7. A 16-to-25-team tournament

Twenty-five teams? Did you know: the NCAA Tournament was made up of 25 teams from 1969-1974. And from 1953-1968 it fluctuated between 22 and 25 teams. All of these formats will be dictated by the environment the country is in for the first three months of 2021. If we’re only able to have a 16- or 24/25-team tournament, it means one of two things:

  • Too many leagues opted out of playing in 2021
  • Spikes in coronavirus cases force the NCAA to dwindle the size, and perhaps location, of the tournament less than a month before its scheduled start

Either way, a tournament this small would be adopted only after the season begins. I can’t see this being a starting point because the entire premise of all this is based on a regular season happening. Short of that, all of this is vaporized. But even in a dismal scenario where, say, only 10 leagues commit to playing a season, the NCAA would still at the very least target a 32-team tournament from the outset. 

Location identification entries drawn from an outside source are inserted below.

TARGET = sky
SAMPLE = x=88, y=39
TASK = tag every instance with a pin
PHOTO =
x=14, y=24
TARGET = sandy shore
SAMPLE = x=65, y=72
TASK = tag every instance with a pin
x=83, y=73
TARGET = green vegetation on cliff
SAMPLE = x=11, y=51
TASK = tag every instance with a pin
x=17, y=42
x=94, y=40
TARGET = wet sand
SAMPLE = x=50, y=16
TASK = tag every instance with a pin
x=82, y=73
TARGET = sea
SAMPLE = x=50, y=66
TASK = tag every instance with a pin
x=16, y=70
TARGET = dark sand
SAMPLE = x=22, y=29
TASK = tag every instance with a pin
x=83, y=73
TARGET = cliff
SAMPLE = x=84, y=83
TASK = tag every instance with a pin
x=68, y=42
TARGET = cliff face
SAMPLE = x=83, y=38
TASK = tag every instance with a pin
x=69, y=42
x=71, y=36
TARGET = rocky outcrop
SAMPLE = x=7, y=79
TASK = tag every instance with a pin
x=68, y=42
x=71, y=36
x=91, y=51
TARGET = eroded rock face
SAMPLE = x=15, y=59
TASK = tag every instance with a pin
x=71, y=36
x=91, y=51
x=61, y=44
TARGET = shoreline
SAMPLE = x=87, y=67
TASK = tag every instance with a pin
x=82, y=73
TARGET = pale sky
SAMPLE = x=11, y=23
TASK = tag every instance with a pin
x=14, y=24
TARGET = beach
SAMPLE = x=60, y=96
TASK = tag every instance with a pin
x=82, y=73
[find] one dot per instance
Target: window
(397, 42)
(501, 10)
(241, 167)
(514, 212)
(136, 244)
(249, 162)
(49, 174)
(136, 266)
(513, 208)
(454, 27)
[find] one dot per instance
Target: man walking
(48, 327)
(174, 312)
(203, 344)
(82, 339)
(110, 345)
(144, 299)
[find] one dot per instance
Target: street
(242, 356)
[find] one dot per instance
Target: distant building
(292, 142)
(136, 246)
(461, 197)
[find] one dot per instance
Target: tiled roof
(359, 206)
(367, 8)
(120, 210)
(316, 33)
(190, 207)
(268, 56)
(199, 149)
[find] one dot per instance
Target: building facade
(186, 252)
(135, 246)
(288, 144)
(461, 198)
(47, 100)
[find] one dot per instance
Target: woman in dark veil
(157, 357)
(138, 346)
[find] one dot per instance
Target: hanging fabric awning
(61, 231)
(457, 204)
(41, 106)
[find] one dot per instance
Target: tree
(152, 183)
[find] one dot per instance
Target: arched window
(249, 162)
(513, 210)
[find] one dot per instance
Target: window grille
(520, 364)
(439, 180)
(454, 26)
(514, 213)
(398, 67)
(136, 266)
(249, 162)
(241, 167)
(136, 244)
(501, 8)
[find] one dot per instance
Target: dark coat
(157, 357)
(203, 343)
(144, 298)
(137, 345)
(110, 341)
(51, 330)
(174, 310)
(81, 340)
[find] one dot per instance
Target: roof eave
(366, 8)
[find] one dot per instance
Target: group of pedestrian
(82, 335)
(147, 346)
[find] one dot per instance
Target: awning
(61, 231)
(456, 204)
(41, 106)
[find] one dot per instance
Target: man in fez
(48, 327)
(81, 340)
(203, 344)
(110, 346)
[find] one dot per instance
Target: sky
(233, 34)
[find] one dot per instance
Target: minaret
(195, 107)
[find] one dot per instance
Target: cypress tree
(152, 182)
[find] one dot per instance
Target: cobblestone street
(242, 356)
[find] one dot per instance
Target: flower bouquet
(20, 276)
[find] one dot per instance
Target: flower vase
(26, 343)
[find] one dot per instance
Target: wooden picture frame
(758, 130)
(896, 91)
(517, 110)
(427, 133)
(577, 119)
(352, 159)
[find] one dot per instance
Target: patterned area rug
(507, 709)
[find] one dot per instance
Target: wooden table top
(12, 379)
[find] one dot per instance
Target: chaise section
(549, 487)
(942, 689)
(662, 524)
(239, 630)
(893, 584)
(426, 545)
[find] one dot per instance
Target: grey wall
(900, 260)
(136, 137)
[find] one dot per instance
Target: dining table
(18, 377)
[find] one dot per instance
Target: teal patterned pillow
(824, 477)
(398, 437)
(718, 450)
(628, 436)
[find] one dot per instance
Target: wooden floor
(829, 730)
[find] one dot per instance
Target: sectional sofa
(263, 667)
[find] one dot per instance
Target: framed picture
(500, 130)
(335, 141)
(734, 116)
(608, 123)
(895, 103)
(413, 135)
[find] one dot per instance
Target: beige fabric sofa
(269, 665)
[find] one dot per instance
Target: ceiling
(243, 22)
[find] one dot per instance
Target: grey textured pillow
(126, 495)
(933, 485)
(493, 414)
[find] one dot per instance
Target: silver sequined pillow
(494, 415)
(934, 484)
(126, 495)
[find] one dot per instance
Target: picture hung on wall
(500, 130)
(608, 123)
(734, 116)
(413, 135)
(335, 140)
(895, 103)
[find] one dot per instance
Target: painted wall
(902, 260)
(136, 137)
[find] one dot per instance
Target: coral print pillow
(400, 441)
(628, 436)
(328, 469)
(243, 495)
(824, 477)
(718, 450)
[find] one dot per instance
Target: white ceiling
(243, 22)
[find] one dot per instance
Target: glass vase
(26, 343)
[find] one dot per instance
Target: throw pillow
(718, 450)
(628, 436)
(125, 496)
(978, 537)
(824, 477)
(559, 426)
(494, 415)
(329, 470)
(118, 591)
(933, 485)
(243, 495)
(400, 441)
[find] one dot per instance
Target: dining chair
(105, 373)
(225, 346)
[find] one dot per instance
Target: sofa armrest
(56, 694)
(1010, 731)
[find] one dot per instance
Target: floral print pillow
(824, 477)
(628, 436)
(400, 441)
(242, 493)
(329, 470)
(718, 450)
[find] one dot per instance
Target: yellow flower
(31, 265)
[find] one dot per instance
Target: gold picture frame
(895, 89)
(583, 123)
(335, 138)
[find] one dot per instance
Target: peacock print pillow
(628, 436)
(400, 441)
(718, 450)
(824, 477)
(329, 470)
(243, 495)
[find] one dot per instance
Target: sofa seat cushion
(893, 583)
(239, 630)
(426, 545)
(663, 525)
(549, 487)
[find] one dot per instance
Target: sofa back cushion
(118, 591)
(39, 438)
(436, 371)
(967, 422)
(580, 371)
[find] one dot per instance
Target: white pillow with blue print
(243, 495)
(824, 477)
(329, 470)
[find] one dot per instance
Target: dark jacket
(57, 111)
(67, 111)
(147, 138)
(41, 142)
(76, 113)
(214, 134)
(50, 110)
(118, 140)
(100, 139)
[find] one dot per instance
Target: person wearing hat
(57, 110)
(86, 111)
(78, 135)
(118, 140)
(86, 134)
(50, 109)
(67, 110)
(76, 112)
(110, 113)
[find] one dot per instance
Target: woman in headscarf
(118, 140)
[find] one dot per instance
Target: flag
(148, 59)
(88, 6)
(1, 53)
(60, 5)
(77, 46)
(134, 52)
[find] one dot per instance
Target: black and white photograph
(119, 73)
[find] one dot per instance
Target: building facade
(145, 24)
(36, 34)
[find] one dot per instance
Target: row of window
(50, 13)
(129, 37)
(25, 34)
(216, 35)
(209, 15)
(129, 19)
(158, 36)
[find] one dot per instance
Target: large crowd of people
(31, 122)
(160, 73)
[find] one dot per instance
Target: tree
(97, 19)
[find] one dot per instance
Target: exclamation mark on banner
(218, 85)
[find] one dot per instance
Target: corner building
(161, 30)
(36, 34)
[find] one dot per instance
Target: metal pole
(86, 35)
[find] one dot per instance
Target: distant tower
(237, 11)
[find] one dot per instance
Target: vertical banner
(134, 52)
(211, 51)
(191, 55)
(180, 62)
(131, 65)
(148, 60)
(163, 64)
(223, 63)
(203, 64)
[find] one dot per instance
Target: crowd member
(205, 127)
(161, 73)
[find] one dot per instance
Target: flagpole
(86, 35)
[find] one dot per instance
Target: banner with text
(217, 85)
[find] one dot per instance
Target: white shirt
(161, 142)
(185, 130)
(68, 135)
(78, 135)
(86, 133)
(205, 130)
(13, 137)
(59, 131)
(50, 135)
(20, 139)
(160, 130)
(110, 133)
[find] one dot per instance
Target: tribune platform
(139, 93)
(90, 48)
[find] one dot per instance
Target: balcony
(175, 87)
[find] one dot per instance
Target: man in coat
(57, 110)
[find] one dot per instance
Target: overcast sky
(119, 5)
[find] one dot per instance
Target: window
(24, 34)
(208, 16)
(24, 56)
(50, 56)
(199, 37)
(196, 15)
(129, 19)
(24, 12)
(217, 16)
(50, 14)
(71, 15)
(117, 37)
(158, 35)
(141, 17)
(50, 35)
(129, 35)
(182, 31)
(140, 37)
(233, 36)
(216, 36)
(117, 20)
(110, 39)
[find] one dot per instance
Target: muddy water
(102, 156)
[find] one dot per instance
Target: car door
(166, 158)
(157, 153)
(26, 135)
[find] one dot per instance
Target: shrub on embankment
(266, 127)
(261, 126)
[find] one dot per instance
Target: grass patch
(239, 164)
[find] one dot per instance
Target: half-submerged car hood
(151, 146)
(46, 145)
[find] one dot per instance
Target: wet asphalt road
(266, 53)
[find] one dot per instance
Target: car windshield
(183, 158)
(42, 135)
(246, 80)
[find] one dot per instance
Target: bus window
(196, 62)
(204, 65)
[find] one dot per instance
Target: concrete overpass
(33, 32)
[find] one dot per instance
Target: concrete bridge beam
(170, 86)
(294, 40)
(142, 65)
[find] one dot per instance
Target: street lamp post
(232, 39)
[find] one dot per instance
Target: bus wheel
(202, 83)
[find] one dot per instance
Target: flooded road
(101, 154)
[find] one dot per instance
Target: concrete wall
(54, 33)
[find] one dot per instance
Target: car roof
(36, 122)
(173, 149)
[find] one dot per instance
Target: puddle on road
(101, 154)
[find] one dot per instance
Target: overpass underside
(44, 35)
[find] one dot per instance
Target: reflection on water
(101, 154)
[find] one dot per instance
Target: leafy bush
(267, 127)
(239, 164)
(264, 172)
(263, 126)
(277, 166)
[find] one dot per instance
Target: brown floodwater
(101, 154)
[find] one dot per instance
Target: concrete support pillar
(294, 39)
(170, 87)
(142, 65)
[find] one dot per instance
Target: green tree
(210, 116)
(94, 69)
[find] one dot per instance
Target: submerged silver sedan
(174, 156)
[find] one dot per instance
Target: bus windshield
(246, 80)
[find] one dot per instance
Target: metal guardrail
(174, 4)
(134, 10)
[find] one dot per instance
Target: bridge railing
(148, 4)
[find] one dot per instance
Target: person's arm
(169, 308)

There is one fun tournament twist if we have 25 or fewer teams: broadcast partners CBS and Turner could be looking for more game tonnage, so to meet those wants: every round is a best-of-three. Yes, it goes against the do-or-die nature of the NCAA Tournament, but in a 16-team, one-year-only tournament scenario you could have a maximum of 45 games. Plus, this would also bring more equity to a season that could be limited to regular-season games in the teens. The NCAA last held a 16-team tournament in 1952, and that’s as low as the NCAA will go. On the flip side … 

8. A 96-team tournament

WARNING, WARNING: DO NOT DO THIS, NCAA. DON’T EVER DO THIS. To be clear, from what I understand, this option is not even being considered. Nor should it. I’m not kidding. The only way a 96’er could be broached is if the regular season was so corrupted by fits and starts, by forfeits and delays, that the NCAA decided to go to a one-year-only (I REPEAT: ONE YEAR ONLY AND PREFERABLY IN AN ALTERNATE UNIVERSE FROM OUR OWN) 96-team field and in doing so awarded a minimum of two bids to all leagues participating. Then slot all remaining at-large bid quotas based on historical league performance. Two bids per league would get you to a maximum of 64, then leave 32 more up for grabs. 

But seriously: don’t do it. The tournament has never once expanded and then shrunk in size. Don’t tempt fate. DO NOT DO THIS, NCAA. I’M GOING AGAINST EVERYTHING IN MY DNA BY EVEN PUTTING THIS OPTION OUT THERE. 

Also, if you want to get 96 teams into the postseason in a different way, put 64 in the NCAA Tournament and add the other 32 for the NIT, which is its standard format. The top x-number of teams in the NIT would be at the ready to get the call-up to the NCAA Tournament should teams in the Big Dance bow out due to virus-mandated forfeits.

So that’s the first tour of it all. If you made it this far, you’re like me: you love the NCAA Tournament and will take it in just about any way, any form in 2021. Mark Emmert and everyone connected to college basketball in Indianapolis need to have mockups made by now to give us a chance at dodging a repeat of last March’s catastrophe.